Allison Plyer is executive director of the Data Center, a New Orleans-based think tank that publishes the New Orleans Index, a data-based looked at the demographics of New Orleans.

Total city population: Down

“The city has about 384,000 people now. Pre-Katrina, according to the census in 2000, we had about 484,000.”

Population growth: Up

“But every year we gain population. I always remind folks, that’s the most important thing, as long as every year it’s going up, that’s good.”

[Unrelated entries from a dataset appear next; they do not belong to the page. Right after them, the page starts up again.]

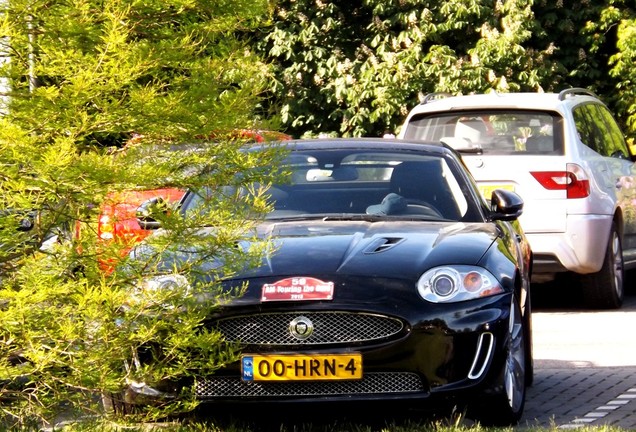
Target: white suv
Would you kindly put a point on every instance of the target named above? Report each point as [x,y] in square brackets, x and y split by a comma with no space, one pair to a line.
[567,158]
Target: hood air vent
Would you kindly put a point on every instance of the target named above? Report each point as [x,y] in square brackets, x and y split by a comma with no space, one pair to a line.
[383,244]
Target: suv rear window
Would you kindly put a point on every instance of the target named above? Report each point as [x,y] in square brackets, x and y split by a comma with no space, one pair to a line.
[491,132]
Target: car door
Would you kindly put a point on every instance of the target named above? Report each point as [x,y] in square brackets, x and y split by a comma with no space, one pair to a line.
[622,168]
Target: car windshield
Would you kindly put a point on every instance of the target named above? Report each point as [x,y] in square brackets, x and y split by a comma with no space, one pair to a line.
[491,132]
[361,185]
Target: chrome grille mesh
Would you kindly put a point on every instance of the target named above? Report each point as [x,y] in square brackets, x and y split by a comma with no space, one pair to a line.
[372,383]
[329,328]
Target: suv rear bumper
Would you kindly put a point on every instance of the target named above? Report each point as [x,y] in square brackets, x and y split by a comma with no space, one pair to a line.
[580,249]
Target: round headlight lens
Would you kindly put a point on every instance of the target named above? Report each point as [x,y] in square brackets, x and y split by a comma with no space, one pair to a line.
[457,283]
[443,285]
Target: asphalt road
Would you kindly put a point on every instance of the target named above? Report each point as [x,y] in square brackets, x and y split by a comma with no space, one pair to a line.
[585,363]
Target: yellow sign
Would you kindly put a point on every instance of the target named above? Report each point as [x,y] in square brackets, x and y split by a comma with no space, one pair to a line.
[301,367]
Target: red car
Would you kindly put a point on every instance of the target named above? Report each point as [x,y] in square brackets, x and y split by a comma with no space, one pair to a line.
[118,221]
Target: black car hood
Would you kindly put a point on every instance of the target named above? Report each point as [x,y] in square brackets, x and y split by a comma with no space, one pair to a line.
[399,249]
[390,249]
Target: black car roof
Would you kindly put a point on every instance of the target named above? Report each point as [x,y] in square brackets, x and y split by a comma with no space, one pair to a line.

African-American residents: Down

“Pre-Katrina, about 66 percent of the population was African-American. We’ve lost about 97,000 African-American residents, which was a large chunk, so now, we’re just about 59 percent Africa-American.”

White residents: Down

“We also lost about 9,000 white residents. A lot of folks don’t realize that. But still proportionally now, the city has a larger share of whites, just because of how the African-American population has declined so much.”

Hispanic residents: Up

“We’ve gained about 6,000 Hispanics and a couple thousand Asians. So we’re diverse in a different kind of way than we were pre-Katrina.”

Bus transit: Down

“We used to have a pretty good system of buses, relative to many other cities in the country. Certainly not relative to New York or San Francisco, but relative to other cities. Those buses were flooded, as I think everybody saw. The reimbursement from FEMA was such that we were only able to acquire about one-fifth of the buses we had pre-Katrina. That means we have a lot fewer routes running right now and a lot less frequency. And that’s really hard for a lot of our workers who work in the tourism industry and rely on that.”

Community-based clinics: Up

“There’s been a movement towards community-based clinics that spawned, really, out of Katrina, and has been more effective in supplying primary health care than our previous model, which was all centralized downtown in the [Charity Hospital region]. It delivered a lot of other care really well, but for primary care, this decentralized system of clinics has proven to give more access to low-income communities. And we’re seeing that now in the studies that are coming out.”

Grocery stores: Mixed

“Grocery stores have rebounded to pre-Katrina levels. Tulane just came out with a study on that. Pre-Katrina levels were not as good as they should be, we still have food deserts, but there was a time it was really dire here, in terms of availability of grocery stores.”